Fixed-dose rate gemcitabine plus docetaxel as second-line therapy for metastatic uterine leiomyosarcoma: A Gynecologic Oncology Group phase II study
Introduction
Uterine leiomyosarcoma accounts for approximately 1% of all uterine malignancies and thus is diagnosed in only a few thousand women each year [1]. Women who present with advanced disease, and women whose disease recurs after initial surgical resection have a poor prognosis; and, except for rare, highly-selected cases with resectable, isolated pulmonary metastases, are not curable [2]. Median survival among women with advanced disease is less than one year.

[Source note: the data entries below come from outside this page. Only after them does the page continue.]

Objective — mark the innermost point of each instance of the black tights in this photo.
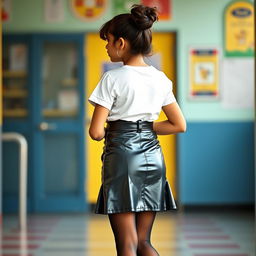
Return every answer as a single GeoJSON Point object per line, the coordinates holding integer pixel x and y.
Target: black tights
{"type": "Point", "coordinates": [132, 233]}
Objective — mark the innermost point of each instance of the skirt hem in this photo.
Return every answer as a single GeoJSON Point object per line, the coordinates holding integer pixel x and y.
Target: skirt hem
{"type": "Point", "coordinates": [135, 210]}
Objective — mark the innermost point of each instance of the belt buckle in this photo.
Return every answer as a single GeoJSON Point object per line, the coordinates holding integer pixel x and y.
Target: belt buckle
{"type": "Point", "coordinates": [139, 126]}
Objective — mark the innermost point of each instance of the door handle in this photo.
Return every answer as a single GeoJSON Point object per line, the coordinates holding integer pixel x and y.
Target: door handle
{"type": "Point", "coordinates": [44, 126]}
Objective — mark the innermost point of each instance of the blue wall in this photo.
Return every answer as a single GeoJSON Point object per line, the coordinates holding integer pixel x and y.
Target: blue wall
{"type": "Point", "coordinates": [216, 163]}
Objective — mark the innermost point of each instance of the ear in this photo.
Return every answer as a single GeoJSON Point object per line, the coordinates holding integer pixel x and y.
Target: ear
{"type": "Point", "coordinates": [121, 43]}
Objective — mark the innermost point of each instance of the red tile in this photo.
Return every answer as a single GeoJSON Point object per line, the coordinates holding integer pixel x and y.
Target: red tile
{"type": "Point", "coordinates": [203, 237]}
{"type": "Point", "coordinates": [18, 246]}
{"type": "Point", "coordinates": [214, 246]}
{"type": "Point", "coordinates": [221, 254]}
{"type": "Point", "coordinates": [18, 237]}
{"type": "Point", "coordinates": [30, 230]}
{"type": "Point", "coordinates": [16, 254]}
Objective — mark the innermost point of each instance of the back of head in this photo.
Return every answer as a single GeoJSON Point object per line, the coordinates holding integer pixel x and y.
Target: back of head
{"type": "Point", "coordinates": [134, 26]}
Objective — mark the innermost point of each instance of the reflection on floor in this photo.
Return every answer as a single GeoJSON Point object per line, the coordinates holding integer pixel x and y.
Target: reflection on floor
{"type": "Point", "coordinates": [179, 233]}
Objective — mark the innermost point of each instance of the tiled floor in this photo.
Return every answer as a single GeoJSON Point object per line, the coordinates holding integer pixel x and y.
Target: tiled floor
{"type": "Point", "coordinates": [181, 233]}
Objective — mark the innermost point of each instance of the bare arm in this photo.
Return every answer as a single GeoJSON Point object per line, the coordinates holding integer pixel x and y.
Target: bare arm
{"type": "Point", "coordinates": [99, 117]}
{"type": "Point", "coordinates": [175, 122]}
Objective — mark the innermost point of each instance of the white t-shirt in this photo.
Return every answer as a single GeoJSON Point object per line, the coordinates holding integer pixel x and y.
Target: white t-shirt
{"type": "Point", "coordinates": [133, 93]}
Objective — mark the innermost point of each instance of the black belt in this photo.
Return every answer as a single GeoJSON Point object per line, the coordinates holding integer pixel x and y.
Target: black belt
{"type": "Point", "coordinates": [123, 125]}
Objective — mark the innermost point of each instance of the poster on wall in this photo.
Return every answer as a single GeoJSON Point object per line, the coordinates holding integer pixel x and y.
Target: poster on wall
{"type": "Point", "coordinates": [163, 7]}
{"type": "Point", "coordinates": [237, 77]}
{"type": "Point", "coordinates": [6, 10]}
{"type": "Point", "coordinates": [203, 73]}
{"type": "Point", "coordinates": [88, 9]}
{"type": "Point", "coordinates": [54, 10]}
{"type": "Point", "coordinates": [239, 29]}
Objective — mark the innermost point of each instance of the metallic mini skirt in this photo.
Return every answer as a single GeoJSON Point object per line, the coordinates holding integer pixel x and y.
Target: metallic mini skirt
{"type": "Point", "coordinates": [133, 170]}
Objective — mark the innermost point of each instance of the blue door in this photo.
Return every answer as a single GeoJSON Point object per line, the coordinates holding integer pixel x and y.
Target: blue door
{"type": "Point", "coordinates": [58, 124]}
{"type": "Point", "coordinates": [44, 101]}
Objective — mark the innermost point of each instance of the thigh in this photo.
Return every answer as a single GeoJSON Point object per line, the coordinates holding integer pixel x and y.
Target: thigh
{"type": "Point", "coordinates": [144, 224]}
{"type": "Point", "coordinates": [123, 226]}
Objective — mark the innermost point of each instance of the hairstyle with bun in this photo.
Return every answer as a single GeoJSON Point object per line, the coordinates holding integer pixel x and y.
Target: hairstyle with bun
{"type": "Point", "coordinates": [134, 27]}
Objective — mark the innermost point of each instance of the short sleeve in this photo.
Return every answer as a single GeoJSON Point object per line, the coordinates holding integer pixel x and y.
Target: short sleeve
{"type": "Point", "coordinates": [103, 94]}
{"type": "Point", "coordinates": [169, 96]}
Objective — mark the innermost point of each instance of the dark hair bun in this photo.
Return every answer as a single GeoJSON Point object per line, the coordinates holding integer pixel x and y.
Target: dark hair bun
{"type": "Point", "coordinates": [143, 17]}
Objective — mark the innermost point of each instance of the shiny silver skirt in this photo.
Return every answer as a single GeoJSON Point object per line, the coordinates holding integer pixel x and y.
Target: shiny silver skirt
{"type": "Point", "coordinates": [133, 170]}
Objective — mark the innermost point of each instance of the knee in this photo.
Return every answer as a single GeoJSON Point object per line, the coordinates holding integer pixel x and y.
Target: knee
{"type": "Point", "coordinates": [130, 243]}
{"type": "Point", "coordinates": [143, 245]}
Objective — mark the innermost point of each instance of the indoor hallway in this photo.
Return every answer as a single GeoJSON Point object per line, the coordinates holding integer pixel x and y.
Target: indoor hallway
{"type": "Point", "coordinates": [188, 233]}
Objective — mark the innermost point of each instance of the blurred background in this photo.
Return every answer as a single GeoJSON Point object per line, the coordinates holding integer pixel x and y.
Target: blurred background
{"type": "Point", "coordinates": [52, 58]}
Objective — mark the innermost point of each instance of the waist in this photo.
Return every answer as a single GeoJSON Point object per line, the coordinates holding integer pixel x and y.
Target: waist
{"type": "Point", "coordinates": [122, 125]}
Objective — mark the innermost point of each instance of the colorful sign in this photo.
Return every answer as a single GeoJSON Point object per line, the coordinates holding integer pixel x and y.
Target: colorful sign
{"type": "Point", "coordinates": [6, 10]}
{"type": "Point", "coordinates": [88, 9]}
{"type": "Point", "coordinates": [163, 7]}
{"type": "Point", "coordinates": [239, 29]}
{"type": "Point", "coordinates": [204, 72]}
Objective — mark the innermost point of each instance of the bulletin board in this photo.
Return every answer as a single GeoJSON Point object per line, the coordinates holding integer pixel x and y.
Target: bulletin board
{"type": "Point", "coordinates": [203, 73]}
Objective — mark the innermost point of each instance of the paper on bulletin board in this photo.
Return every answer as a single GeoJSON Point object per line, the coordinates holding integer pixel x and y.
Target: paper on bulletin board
{"type": "Point", "coordinates": [238, 83]}
{"type": "Point", "coordinates": [54, 10]}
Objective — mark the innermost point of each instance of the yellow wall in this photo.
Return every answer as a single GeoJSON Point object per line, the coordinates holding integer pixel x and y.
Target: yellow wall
{"type": "Point", "coordinates": [95, 55]}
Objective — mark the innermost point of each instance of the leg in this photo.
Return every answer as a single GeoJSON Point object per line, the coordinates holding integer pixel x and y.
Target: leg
{"type": "Point", "coordinates": [144, 223]}
{"type": "Point", "coordinates": [124, 229]}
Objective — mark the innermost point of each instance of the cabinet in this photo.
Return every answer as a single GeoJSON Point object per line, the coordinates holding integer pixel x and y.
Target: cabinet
{"type": "Point", "coordinates": [15, 78]}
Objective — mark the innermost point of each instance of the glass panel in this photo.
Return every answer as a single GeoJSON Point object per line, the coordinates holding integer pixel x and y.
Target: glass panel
{"type": "Point", "coordinates": [10, 164]}
{"type": "Point", "coordinates": [61, 163]}
{"type": "Point", "coordinates": [15, 92]}
{"type": "Point", "coordinates": [60, 80]}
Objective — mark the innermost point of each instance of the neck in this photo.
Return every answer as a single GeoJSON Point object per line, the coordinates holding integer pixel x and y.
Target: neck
{"type": "Point", "coordinates": [134, 60]}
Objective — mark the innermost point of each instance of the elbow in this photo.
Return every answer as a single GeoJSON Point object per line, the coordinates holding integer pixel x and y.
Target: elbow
{"type": "Point", "coordinates": [96, 135]}
{"type": "Point", "coordinates": [183, 127]}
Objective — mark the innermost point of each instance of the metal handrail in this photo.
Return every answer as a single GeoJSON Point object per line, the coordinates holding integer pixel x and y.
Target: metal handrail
{"type": "Point", "coordinates": [23, 160]}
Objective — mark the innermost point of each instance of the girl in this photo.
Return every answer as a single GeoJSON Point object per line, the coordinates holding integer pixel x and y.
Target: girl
{"type": "Point", "coordinates": [129, 99]}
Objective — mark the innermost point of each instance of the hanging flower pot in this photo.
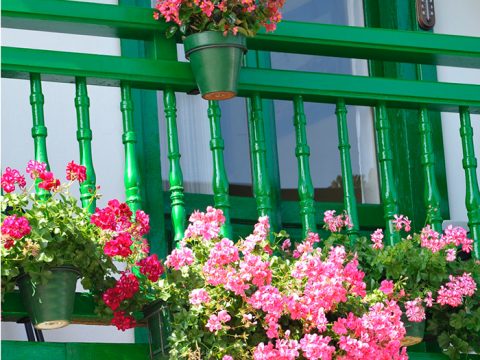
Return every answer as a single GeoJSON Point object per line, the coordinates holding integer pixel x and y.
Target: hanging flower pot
{"type": "Point", "coordinates": [415, 332]}
{"type": "Point", "coordinates": [156, 315]}
{"type": "Point", "coordinates": [50, 304]}
{"type": "Point", "coordinates": [216, 61]}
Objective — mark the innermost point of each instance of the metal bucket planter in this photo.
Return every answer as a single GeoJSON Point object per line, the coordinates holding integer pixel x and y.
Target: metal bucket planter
{"type": "Point", "coordinates": [415, 332]}
{"type": "Point", "coordinates": [157, 317]}
{"type": "Point", "coordinates": [50, 304]}
{"type": "Point", "coordinates": [216, 61]}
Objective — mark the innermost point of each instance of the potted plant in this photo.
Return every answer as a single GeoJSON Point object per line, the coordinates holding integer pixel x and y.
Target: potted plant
{"type": "Point", "coordinates": [48, 243]}
{"type": "Point", "coordinates": [215, 34]}
{"type": "Point", "coordinates": [261, 299]}
{"type": "Point", "coordinates": [432, 278]}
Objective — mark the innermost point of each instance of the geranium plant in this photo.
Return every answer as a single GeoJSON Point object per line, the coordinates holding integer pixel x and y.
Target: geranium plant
{"type": "Point", "coordinates": [48, 229]}
{"type": "Point", "coordinates": [431, 275]}
{"type": "Point", "coordinates": [227, 16]}
{"type": "Point", "coordinates": [264, 300]}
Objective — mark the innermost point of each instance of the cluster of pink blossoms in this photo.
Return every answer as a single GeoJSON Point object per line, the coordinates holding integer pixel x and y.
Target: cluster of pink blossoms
{"type": "Point", "coordinates": [116, 221]}
{"type": "Point", "coordinates": [456, 236]}
{"type": "Point", "coordinates": [452, 293]}
{"type": "Point", "coordinates": [266, 12]}
{"type": "Point", "coordinates": [336, 223]}
{"type": "Point", "coordinates": [14, 228]}
{"type": "Point", "coordinates": [38, 170]}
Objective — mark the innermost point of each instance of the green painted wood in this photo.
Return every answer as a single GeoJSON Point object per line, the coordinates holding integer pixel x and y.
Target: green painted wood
{"type": "Point", "coordinates": [431, 193]}
{"type": "Point", "coordinates": [297, 37]}
{"type": "Point", "coordinates": [220, 178]}
{"type": "Point", "coordinates": [275, 84]}
{"type": "Point", "coordinates": [39, 130]}
{"type": "Point", "coordinates": [176, 176]}
{"type": "Point", "coordinates": [258, 153]}
{"type": "Point", "coordinates": [472, 198]}
{"type": "Point", "coordinates": [21, 350]}
{"type": "Point", "coordinates": [385, 168]}
{"type": "Point", "coordinates": [261, 60]}
{"type": "Point", "coordinates": [129, 138]}
{"type": "Point", "coordinates": [346, 164]}
{"type": "Point", "coordinates": [306, 192]}
{"type": "Point", "coordinates": [84, 138]}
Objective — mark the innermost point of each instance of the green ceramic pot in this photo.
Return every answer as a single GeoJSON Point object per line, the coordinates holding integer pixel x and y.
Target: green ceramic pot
{"type": "Point", "coordinates": [415, 332]}
{"type": "Point", "coordinates": [50, 304]}
{"type": "Point", "coordinates": [157, 317]}
{"type": "Point", "coordinates": [216, 61]}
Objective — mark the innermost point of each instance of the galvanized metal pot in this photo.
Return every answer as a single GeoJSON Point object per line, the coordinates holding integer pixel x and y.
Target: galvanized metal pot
{"type": "Point", "coordinates": [50, 304]}
{"type": "Point", "coordinates": [215, 61]}
{"type": "Point", "coordinates": [415, 332]}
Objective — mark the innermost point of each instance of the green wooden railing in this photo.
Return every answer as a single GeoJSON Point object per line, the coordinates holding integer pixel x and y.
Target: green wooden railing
{"type": "Point", "coordinates": [161, 71]}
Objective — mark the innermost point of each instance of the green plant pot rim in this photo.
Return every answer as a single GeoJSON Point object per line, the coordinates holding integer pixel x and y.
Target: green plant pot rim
{"type": "Point", "coordinates": [213, 39]}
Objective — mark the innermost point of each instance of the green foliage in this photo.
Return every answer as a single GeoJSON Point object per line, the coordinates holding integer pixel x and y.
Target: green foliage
{"type": "Point", "coordinates": [61, 234]}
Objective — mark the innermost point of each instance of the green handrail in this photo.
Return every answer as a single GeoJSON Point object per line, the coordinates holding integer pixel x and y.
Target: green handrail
{"type": "Point", "coordinates": [129, 139]}
{"type": "Point", "coordinates": [431, 192]}
{"type": "Point", "coordinates": [346, 164]}
{"type": "Point", "coordinates": [39, 130]}
{"type": "Point", "coordinates": [176, 175]}
{"type": "Point", "coordinates": [84, 138]}
{"type": "Point", "coordinates": [306, 192]}
{"type": "Point", "coordinates": [472, 198]}
{"type": "Point", "coordinates": [220, 179]}
{"type": "Point", "coordinates": [385, 168]}
{"type": "Point", "coordinates": [258, 153]}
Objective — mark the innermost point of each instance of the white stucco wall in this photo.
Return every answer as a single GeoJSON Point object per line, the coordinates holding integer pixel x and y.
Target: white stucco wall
{"type": "Point", "coordinates": [459, 17]}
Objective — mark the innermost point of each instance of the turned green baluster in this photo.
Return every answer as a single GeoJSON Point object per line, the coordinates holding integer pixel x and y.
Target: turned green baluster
{"type": "Point", "coordinates": [349, 199]}
{"type": "Point", "coordinates": [84, 137]}
{"type": "Point", "coordinates": [306, 191]}
{"type": "Point", "coordinates": [261, 184]}
{"type": "Point", "coordinates": [176, 176]}
{"type": "Point", "coordinates": [431, 193]}
{"type": "Point", "coordinates": [39, 130]}
{"type": "Point", "coordinates": [220, 179]}
{"type": "Point", "coordinates": [387, 181]}
{"type": "Point", "coordinates": [129, 139]}
{"type": "Point", "coordinates": [472, 199]}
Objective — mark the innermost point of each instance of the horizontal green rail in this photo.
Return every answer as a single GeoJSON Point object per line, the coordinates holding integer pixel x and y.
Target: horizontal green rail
{"type": "Point", "coordinates": [21, 350]}
{"type": "Point", "coordinates": [292, 37]}
{"type": "Point", "coordinates": [273, 84]}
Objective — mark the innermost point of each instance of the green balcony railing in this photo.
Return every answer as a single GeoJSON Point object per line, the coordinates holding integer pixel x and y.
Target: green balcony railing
{"type": "Point", "coordinates": [161, 71]}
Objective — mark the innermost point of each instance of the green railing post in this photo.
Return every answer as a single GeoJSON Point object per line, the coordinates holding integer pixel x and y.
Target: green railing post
{"type": "Point", "coordinates": [431, 193]}
{"type": "Point", "coordinates": [472, 198]}
{"type": "Point", "coordinates": [387, 180]}
{"type": "Point", "coordinates": [84, 138]}
{"type": "Point", "coordinates": [258, 152]}
{"type": "Point", "coordinates": [175, 176]}
{"type": "Point", "coordinates": [39, 130]}
{"type": "Point", "coordinates": [220, 179]}
{"type": "Point", "coordinates": [306, 191]}
{"type": "Point", "coordinates": [349, 199]}
{"type": "Point", "coordinates": [129, 139]}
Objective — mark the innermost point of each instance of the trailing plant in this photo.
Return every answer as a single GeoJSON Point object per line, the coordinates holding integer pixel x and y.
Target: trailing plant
{"type": "Point", "coordinates": [228, 16]}
{"type": "Point", "coordinates": [47, 228]}
{"type": "Point", "coordinates": [261, 299]}
{"type": "Point", "coordinates": [432, 277]}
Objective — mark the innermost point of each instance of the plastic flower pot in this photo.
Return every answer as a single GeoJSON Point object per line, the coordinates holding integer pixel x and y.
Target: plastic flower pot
{"type": "Point", "coordinates": [157, 317]}
{"type": "Point", "coordinates": [215, 61]}
{"type": "Point", "coordinates": [415, 332]}
{"type": "Point", "coordinates": [50, 304]}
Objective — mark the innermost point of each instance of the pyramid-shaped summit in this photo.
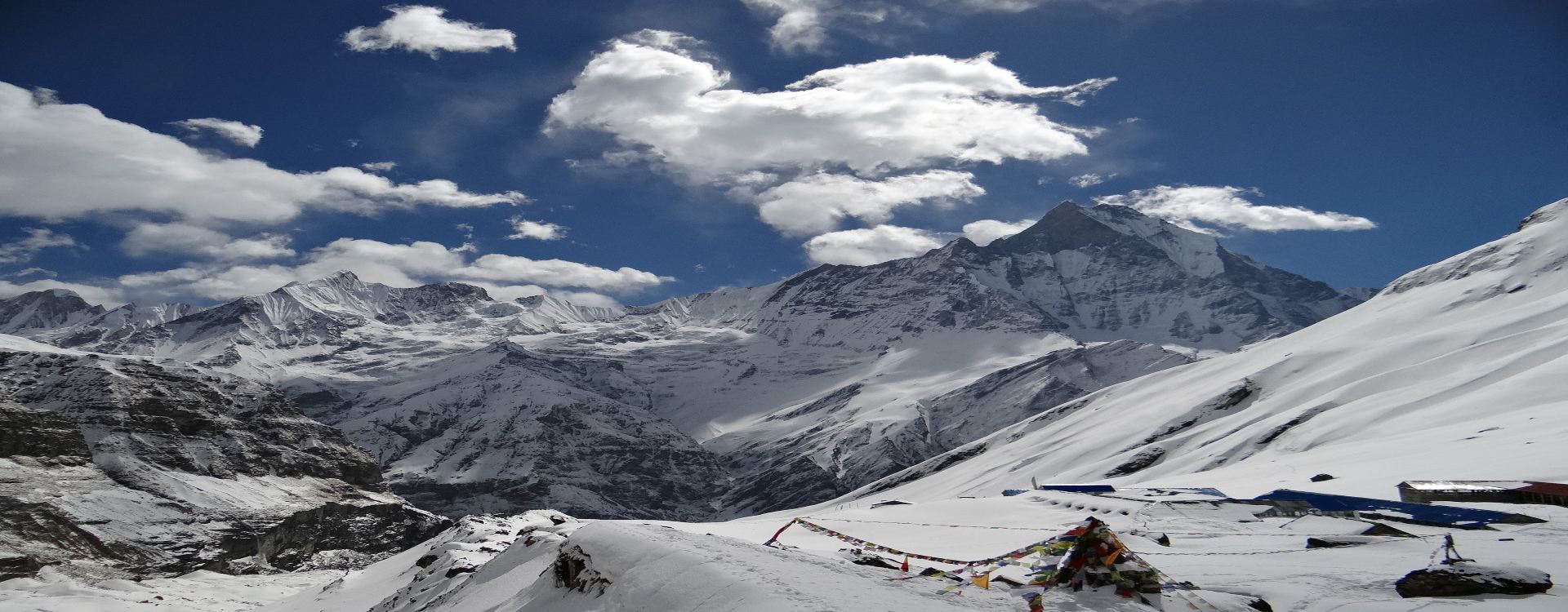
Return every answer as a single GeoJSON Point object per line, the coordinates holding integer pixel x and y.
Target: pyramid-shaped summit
{"type": "Point", "coordinates": [1092, 273]}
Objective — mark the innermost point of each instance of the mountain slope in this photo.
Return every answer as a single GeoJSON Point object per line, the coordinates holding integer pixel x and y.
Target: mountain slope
{"type": "Point", "coordinates": [501, 429]}
{"type": "Point", "coordinates": [117, 465]}
{"type": "Point", "coordinates": [1450, 373]}
{"type": "Point", "coordinates": [1097, 274]}
{"type": "Point", "coordinates": [825, 381]}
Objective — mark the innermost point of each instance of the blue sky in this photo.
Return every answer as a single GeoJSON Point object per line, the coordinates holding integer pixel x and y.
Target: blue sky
{"type": "Point", "coordinates": [1438, 122]}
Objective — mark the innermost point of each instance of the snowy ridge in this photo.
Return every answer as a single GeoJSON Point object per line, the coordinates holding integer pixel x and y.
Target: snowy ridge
{"type": "Point", "coordinates": [501, 428]}
{"type": "Point", "coordinates": [117, 465]}
{"type": "Point", "coordinates": [760, 376]}
{"type": "Point", "coordinates": [1452, 363]}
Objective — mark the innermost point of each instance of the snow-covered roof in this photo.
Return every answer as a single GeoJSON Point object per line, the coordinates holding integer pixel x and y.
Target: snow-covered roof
{"type": "Point", "coordinates": [1463, 486]}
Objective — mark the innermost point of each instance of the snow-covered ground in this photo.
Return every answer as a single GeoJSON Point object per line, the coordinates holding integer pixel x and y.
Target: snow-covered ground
{"type": "Point", "coordinates": [1230, 554]}
{"type": "Point", "coordinates": [1454, 371]}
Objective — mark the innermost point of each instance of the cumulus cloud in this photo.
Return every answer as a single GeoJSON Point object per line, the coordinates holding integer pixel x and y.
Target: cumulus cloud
{"type": "Point", "coordinates": [38, 238]}
{"type": "Point", "coordinates": [1027, 5]}
{"type": "Point", "coordinates": [184, 238]}
{"type": "Point", "coordinates": [233, 131]}
{"type": "Point", "coordinates": [425, 30]}
{"type": "Point", "coordinates": [853, 141]}
{"type": "Point", "coordinates": [988, 230]}
{"type": "Point", "coordinates": [802, 25]}
{"type": "Point", "coordinates": [871, 245]}
{"type": "Point", "coordinates": [524, 229]}
{"type": "Point", "coordinates": [69, 160]}
{"type": "Point", "coordinates": [817, 202]}
{"type": "Point", "coordinates": [1087, 180]}
{"type": "Point", "coordinates": [1206, 209]}
{"type": "Point", "coordinates": [888, 114]}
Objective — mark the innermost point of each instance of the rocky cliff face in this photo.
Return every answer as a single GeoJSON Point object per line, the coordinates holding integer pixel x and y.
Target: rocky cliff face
{"type": "Point", "coordinates": [117, 465]}
{"type": "Point", "coordinates": [44, 310]}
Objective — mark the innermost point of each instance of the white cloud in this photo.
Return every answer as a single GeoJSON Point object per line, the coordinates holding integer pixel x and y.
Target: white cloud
{"type": "Point", "coordinates": [424, 30]}
{"type": "Point", "coordinates": [888, 114]}
{"type": "Point", "coordinates": [69, 160]}
{"type": "Point", "coordinates": [38, 238]}
{"type": "Point", "coordinates": [871, 245]}
{"type": "Point", "coordinates": [1027, 5]}
{"type": "Point", "coordinates": [817, 202]}
{"type": "Point", "coordinates": [184, 238]}
{"type": "Point", "coordinates": [235, 132]}
{"type": "Point", "coordinates": [30, 271]}
{"type": "Point", "coordinates": [853, 141]}
{"type": "Point", "coordinates": [1087, 180]}
{"type": "Point", "coordinates": [1196, 207]}
{"type": "Point", "coordinates": [524, 229]}
{"type": "Point", "coordinates": [988, 230]}
{"type": "Point", "coordinates": [802, 25]}
{"type": "Point", "coordinates": [399, 265]}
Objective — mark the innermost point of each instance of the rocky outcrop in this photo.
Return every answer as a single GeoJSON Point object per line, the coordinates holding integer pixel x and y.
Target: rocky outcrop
{"type": "Point", "coordinates": [1467, 578]}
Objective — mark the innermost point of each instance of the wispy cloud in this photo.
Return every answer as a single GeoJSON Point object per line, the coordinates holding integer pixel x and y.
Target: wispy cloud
{"type": "Point", "coordinates": [524, 229]}
{"type": "Point", "coordinates": [1213, 209]}
{"type": "Point", "coordinates": [38, 238]}
{"type": "Point", "coordinates": [66, 160]}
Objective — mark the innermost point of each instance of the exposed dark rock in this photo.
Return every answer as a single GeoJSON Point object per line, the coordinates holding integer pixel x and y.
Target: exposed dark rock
{"type": "Point", "coordinates": [1138, 462]}
{"type": "Point", "coordinates": [572, 570]}
{"type": "Point", "coordinates": [153, 470]}
{"type": "Point", "coordinates": [1465, 578]}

Current treatment options for recurrent or advanced uterine leiomyosarcoma are limited. Negligible activity was observed in phase II trials testing the following drugs as single agents: cisplatin, mitoxantrone, amonifide, oral etoposide, diazoquone (AZQ), intravenous etoposide, topotecan, paclitaxel, thalidomide, and trimetrexate [3], [4], [5], [6], [7], [8], [9], [10], [11], [12], [13], [14]. Single agents that show moderate activity in leiomyosarcoma include ifosfamide (response rate 17.2%), doxorubicin (response rate 25%), and gemcitabine (bolus infusion achieved a 20% response rate among women with uterine leiomyosarcoma who had received 0–1 prior cytotoxic regimen) [15], [16], [17]. Trabectedin achieved a response rate of 8% among patients with prior treatment, and 17% as first-line therapy, in patients with soft tissue sarcoma [18], [19].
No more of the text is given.